Why O0 vs O2 cleanly mismatches

  • At O2, InstCombine sees the vector sdiv <2 x i64> %num, splat(-1) and folds it to sub <2 x i64> zeroinitializer, %num before AMDGPUCodeGenPrepare scalarizes. No sdiv survives -- no narrowing.
  • At O0, the literal-divisor sdiv reaches AMDGPUCodeGenPrepare intact. The scalarizer at 1488-1520 splits per-lane, then defers each sdiv i64 %elt, -1 to SDAG (via divHasSpecialOptimization bail-out at line 1346). SDAG LowerSDIVREM then applies the m103 narrowing per scalar lane, mis-lowering lane 0.

Why this matters in the default pipeline

AMDGPUCodeGenPrepare runs in every codegen pipeline (both -O0 and -O2). The vector scalarizer (1488-1520) fires for any v{2,3,4,...}i64 div/rem. Any source emitting a vector i64 sdiv whose lanes can include (INT32_MIN, -1) after sign-extension -- e.g. HIP code dividing a long2/long4 of small ints by a small constant divisor that simplifies to -1 -- gets a buggy lane.

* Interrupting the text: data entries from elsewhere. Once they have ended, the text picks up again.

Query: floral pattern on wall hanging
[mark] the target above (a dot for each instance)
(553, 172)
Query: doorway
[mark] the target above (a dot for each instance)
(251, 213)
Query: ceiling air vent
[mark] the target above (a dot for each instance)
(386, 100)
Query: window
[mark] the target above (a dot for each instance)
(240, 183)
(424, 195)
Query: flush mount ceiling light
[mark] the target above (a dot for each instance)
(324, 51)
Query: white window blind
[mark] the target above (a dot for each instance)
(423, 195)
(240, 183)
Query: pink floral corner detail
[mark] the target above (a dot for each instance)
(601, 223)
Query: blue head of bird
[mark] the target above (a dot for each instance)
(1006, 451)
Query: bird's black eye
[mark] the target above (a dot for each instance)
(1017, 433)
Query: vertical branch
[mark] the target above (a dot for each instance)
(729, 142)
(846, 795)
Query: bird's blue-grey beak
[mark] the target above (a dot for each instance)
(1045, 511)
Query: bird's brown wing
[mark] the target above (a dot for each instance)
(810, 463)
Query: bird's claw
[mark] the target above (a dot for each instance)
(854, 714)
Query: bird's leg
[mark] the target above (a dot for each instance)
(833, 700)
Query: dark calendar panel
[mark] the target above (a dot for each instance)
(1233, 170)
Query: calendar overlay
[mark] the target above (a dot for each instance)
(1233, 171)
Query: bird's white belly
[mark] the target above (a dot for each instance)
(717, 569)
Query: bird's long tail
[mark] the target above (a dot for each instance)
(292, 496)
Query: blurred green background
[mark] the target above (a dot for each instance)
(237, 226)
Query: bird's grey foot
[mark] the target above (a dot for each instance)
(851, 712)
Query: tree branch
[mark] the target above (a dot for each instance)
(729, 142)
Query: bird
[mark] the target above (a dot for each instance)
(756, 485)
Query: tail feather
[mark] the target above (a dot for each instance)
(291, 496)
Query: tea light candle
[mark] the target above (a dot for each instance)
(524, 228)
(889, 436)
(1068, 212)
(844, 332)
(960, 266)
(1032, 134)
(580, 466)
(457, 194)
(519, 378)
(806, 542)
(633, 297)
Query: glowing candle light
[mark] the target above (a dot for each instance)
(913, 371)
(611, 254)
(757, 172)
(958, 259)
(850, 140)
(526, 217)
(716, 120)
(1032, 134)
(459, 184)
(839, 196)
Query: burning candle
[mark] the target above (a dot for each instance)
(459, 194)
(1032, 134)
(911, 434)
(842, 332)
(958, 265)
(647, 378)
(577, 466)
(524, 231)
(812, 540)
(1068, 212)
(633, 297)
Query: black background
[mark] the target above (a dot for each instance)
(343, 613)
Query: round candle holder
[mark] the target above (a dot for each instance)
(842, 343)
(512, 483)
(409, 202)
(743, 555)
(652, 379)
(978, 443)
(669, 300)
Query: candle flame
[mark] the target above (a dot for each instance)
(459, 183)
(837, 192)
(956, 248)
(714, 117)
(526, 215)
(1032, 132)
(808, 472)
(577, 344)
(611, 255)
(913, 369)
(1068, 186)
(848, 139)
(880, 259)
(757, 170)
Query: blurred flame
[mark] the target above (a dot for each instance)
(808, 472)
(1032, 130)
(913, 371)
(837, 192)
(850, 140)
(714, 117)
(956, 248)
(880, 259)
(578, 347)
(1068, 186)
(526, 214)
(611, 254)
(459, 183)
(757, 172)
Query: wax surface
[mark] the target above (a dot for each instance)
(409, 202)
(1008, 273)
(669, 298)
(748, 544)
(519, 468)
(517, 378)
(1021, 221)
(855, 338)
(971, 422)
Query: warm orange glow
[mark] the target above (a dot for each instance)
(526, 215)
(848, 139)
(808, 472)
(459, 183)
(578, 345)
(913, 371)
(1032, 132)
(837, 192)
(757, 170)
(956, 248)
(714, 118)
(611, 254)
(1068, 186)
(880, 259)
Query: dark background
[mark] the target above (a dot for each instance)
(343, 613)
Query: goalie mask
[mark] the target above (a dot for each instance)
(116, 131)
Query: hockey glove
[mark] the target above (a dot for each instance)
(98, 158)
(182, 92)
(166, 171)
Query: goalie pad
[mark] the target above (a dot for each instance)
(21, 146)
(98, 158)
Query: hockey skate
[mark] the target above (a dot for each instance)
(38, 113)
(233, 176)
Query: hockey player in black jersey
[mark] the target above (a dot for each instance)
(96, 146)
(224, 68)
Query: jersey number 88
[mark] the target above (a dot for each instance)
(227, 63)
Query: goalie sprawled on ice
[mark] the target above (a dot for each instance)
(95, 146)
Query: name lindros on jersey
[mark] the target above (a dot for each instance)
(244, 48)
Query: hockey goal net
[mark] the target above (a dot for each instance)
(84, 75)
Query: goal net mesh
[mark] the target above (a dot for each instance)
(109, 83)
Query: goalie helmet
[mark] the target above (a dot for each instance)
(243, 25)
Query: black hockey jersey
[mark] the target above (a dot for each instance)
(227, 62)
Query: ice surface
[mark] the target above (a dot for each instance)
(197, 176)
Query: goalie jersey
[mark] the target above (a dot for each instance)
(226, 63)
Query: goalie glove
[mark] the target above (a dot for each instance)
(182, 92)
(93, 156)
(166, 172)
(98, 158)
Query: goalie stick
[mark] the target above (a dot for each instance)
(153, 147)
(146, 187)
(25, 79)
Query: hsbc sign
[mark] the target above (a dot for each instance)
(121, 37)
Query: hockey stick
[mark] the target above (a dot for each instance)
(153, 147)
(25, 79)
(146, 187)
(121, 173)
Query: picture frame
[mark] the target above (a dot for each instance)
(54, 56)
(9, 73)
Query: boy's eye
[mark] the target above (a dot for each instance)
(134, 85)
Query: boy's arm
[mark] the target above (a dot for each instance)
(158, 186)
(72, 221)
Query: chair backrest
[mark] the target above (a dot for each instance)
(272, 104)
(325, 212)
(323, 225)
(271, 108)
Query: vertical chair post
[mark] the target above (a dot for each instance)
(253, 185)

The m103 NOTES.md already describes the scalar case. This entry documents that the IR-level vector scalarizer in AMDGPUCodeGenPrepare.cpp:1488-1520 compounds the bug: it manufactures the per-lane scalar shape that m103 then mishandles, and it never checks whether any single lane's (num, den) would be (INT32_MIN, -1).

Suggested fix

Fix m103 at its sources (AMDGPUISelLowering.cpp:2415-2430 and AMDGPUCodeGenPrepare.cpp:1343-1372). The scalarizer at 1488-1520 is correct on its own -- it just propagates whatever shrinkDivRem64 / SDAG LowerSDIVREM does. Tightening the m103 gate from > 32 to > 33, or adding the !(isPowerOfTwo(LHS) && isAllOnes(RHS)) exclusion described in m103's NOTES, fixes both the scalar and the vector cases.

Toolchain Results

Toolchain Result
LLVM HEAD with the local PR patches (build/llvm-fuzzer) Reproduces (q[0].hi = 0xFFFFFFFF at O0, 0x00000000 at O2).
ROCm 7.1.1 (/opt/rocm-7.1.1/lib/llvm/bin/clang-20) Same buggy lowering -- both LowerSDIVREM and the vector scalarizer have been in tree for many releases.

Why the fuzzer hasn't caught it

  • The current FuzzX i64 sdiv emitter rarely pairs a v2i64 numerator with lane 0 = sext(INT32_MIN) and a literal splat divisor of -1. Per MEMORY.md (Prefer-random-over-idioms), the right hook is to enrich the i32-constant pool with INT32_MIN and -1 and let the random emitter pick them as lane fillers for a sext-fed v{2,4}i64 sdiv with a constant-splat divisor.
  • Until m103 itself is fixed, both O0 and O2 pipelines apply the buggy narrowing for the non-literal divisor form (e.g. sdiv <2 x i64> %num, %splat-of-loaded-(-1)), so the O0-vs-O2 oracle collapses for that shape -- only the literal--1 divisor exposes the differential.